Ich selber duze übrigens schnell, aber hier und da sieze ich lieber (Sie haben es sicher schon geahnt). Für mich ist das ein Zeichen von Ehrlichkeit und Professionalität, aber auch ein Schutz vor zu viel Nähe. Ausserdem ist es ein gutes Mittel, um eine Person und ihre Rolle besser trennen zu können, besonders auch in unangenehmen Situationen. Kritik auszusprechen und nicht persönlich zu nehmen, fällt mir in einer Sie-Beziehung leichter.

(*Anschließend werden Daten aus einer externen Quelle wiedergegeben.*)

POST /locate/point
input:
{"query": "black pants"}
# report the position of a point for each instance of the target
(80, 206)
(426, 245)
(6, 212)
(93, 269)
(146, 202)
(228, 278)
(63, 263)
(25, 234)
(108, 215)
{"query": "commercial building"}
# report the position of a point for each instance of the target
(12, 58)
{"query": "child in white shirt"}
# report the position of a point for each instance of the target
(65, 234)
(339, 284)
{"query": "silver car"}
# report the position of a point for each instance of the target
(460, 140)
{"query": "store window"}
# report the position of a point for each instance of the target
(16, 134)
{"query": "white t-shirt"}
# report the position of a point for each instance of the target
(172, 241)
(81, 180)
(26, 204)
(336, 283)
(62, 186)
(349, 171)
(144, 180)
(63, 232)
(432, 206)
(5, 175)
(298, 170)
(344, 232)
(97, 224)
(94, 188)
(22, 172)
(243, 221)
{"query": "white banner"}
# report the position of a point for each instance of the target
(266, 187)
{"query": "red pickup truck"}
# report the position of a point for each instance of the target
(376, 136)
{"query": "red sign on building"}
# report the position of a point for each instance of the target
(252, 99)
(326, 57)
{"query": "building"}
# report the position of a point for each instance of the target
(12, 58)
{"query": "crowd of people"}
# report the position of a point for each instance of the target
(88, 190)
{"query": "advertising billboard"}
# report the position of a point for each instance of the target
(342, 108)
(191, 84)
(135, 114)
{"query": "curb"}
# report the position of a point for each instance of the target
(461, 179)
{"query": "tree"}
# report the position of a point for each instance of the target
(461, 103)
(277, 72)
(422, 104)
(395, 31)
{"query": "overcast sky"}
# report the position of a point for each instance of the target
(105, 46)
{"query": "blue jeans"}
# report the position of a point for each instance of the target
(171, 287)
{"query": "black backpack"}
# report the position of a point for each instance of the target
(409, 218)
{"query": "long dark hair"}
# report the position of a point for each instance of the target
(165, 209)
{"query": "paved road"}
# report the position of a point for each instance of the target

Ich verbinde mit dem Sie aber auch angenehme Erinnerungen, zum Beispiel an eine frühere Chefin, mit der es erst nach einem Jahr zum Duzis kam. Mein Verhältnis zu ihr war immer ausgezeichnet – aber Vertrauen und Kollegialität brauchen ihre Zeit, und manchmal eben auch der Übergang zum Du.

Dieser Beitrag stammt aus der aktuellen Ausgabe des ETH-Magazins «life».